Likelihood of pregnancy
- Women are twice as likely to get pregnant each cycle when they drink one cup (or less) of coffee a day than moderate coffee drinkers.
- Increasing coffee intake reduces a woman’s chance of conceiving. ii
- Over 500 mg of caffeine a day makes it take (on average) over 9½ months longer to get pregnant. iii
Risk of miscarriage
- Between 150 and 300 mg of caffeine a day is linked to a three-fold increase in miscarriage risk.
- Over 300 mg of caffeine a day is linked to a sixteen-fold increase in the risk of miscarriage. iv
- Genetic abnormalities cause most miscarriages but are less common when women who over 500 mg of caffeine a day, suggesting high caffeine intake encourages a higher proportion of “healthy foetus” miscarriages. v
- Women consuming over 375 mg of caffeine a day are over twice as likely to have spontaneous miscarriages as women consuming under 200 mg caffeine a day. vi
Risk of stillbirth
- Women drinking 4-7 cups of coffee a day during pregnancy have a nearly 80% increased chance of stillbirth.
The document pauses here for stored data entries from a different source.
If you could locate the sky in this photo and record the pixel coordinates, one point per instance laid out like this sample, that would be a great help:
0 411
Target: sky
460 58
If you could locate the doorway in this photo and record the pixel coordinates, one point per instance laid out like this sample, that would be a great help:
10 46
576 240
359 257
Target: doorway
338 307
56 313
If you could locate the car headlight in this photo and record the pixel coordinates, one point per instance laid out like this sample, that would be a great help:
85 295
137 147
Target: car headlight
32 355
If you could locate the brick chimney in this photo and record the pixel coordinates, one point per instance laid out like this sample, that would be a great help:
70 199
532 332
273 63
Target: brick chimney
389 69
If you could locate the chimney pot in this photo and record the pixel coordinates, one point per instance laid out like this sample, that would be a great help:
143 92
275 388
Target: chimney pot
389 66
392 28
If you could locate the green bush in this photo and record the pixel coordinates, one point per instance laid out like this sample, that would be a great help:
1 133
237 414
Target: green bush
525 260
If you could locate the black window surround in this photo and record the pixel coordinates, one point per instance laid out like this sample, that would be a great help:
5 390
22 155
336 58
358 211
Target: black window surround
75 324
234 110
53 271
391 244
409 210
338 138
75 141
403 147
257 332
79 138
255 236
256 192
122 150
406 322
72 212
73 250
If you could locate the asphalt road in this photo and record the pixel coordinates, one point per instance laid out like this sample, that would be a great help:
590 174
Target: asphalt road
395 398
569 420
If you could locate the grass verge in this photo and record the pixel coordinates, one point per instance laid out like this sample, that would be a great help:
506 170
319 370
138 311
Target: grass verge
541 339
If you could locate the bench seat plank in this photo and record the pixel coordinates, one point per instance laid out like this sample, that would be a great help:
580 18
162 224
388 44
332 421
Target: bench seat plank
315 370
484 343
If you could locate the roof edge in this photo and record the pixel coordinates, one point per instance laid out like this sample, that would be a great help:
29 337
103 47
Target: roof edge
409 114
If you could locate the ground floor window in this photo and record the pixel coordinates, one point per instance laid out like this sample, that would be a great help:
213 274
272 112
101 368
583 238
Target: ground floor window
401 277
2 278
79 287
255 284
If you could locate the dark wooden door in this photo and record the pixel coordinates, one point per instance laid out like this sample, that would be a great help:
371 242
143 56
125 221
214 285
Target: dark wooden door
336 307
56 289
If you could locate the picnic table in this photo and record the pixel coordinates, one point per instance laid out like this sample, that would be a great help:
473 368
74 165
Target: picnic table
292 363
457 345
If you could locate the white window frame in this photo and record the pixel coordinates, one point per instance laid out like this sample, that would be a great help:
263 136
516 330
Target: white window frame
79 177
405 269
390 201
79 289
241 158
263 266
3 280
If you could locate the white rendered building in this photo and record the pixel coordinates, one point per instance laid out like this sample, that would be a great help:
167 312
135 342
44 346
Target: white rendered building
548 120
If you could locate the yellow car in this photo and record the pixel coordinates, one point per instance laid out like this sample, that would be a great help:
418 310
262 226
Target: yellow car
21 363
- Women who drink over 8 cups of coffee a day have nearly a 300% increased chance of stillbirth. vii
The amount of caffeine in foods and drinks varies, but a general guide to caffeine content is: viii
|Milk chocolate bar||9|
|Dark chocolate bar||20|
|Anacin (2 tabs)||64|
|Starbucks Hot Chocolate||25|
|McDonald’s coffee (16oz)||133|
|Maxwell House Ground Coffee (12oz)||100-160|
|Starbucks Espresso (2oz)||150|
|Starbucks Venti coffee (20 oz)||415|
|Zantrex-3 weight loss supplement (2 caps)||300|
|Monster Energy Drink (16oz)||160|
|Bang Energy Drink (16oz)||357|
Tea and coffee
Foods and drinks vary in terms of their temperature (mint or ginger), energetic properties and actions. Although all the substances above contain caffeine, coffee affects us differently from tea or chocolate. The nature of coffee is very warm and stimulating (which is fine in small amounts), but too much stimulation both hides and encourages exhaustion. When this goes on for a long time, it can cause an imbalance in the body, and like alcohol, coffee has a greater impact as we age.
- Affects the heart and can cause insomnia, jitteriness and palpitations
- The Heart controls the blood and circulation in Eastern medicine traditions, and coffee “enters” and affects the function of an important channel that passes through the womb and regulates the cycle x
The overall effect of coffee increases a sense of agitation and encourages “heat in the blood”, which increases the chances of abnormal bleeding compared to tea or chocolate. The US National Institutes of Health’s view is:
“[Too] much caffeine can make you restless, anxious, and irritable. It may also keep you from sleeping well and cause headaches, abnormal heart rhythms, or other problems. Some people are more sensitive to the effects of caffeine than others. They should limit their use of caffeine. So should pregnant and nursing women” xi
Tea is cooling, and while it’s also a diuretic, it’s quite different to coffee as it doesn’t directly affect the heart or the blood and is generally calming.
iiWilcox, A., Weinberg, C. et al. (1988). ‘Caffeinated beverages and decreased fertility.’ Lancet 2(8626-8627): 1453-1456.
iiiBolúmar F, Olsen J, Rebagliato M, Bisanti L: European Study Group on Infertility and Subfecundity. ‘Caffeine intake and delayed conception: A european multicenter study on infertility and subfecundity’. Am J Epidemiol 1997, 145:324–334.
iv Stefanidou EM, Caramellino L, Patriarca A, Menato G: ‘Maternal caffeine consumption and sine causa recurrent miscarriage’. Eur J Obstet Gynecol Reprod Biol 2011, 158:220–224.
vCnattingius S, Signorello LB, et al: Caffeine intake and the risk of first-trimester spontaneous abortion. N Engl J Med 2000, 343:1839–1845.
viRasch V: ‘Cigarette, alcohol, and caffeine consumption: Risk factors for spontaneous abortion.’ Acta Obstet Gynecol Scand 2003, 82:182–188.
viiWisborg K, Kesmodel U, Bech BH, Hedegaard M, Henriksen TB: Maternal consumption of coffee during pregnancy and stillbirth and infant death in first year of life: Prospective study. BMJ 2003, 326:420.
viii Adapted from http://www.cspinet.org/new/cafchart.htm
ix‘ Clinical handbook of Internal Medicine. Vol.1’ Maclean and Lyttleton, 1998, University of Western Sydney Press
x ‘Helping ourselves: A guide to traditional Chinese food energetics’. Daverick Leggett, 1994, Meridian Press
xi“Caffeine”. MedlinePlus: U.S. National Library of Medicine. Retrieved 27 October 2012.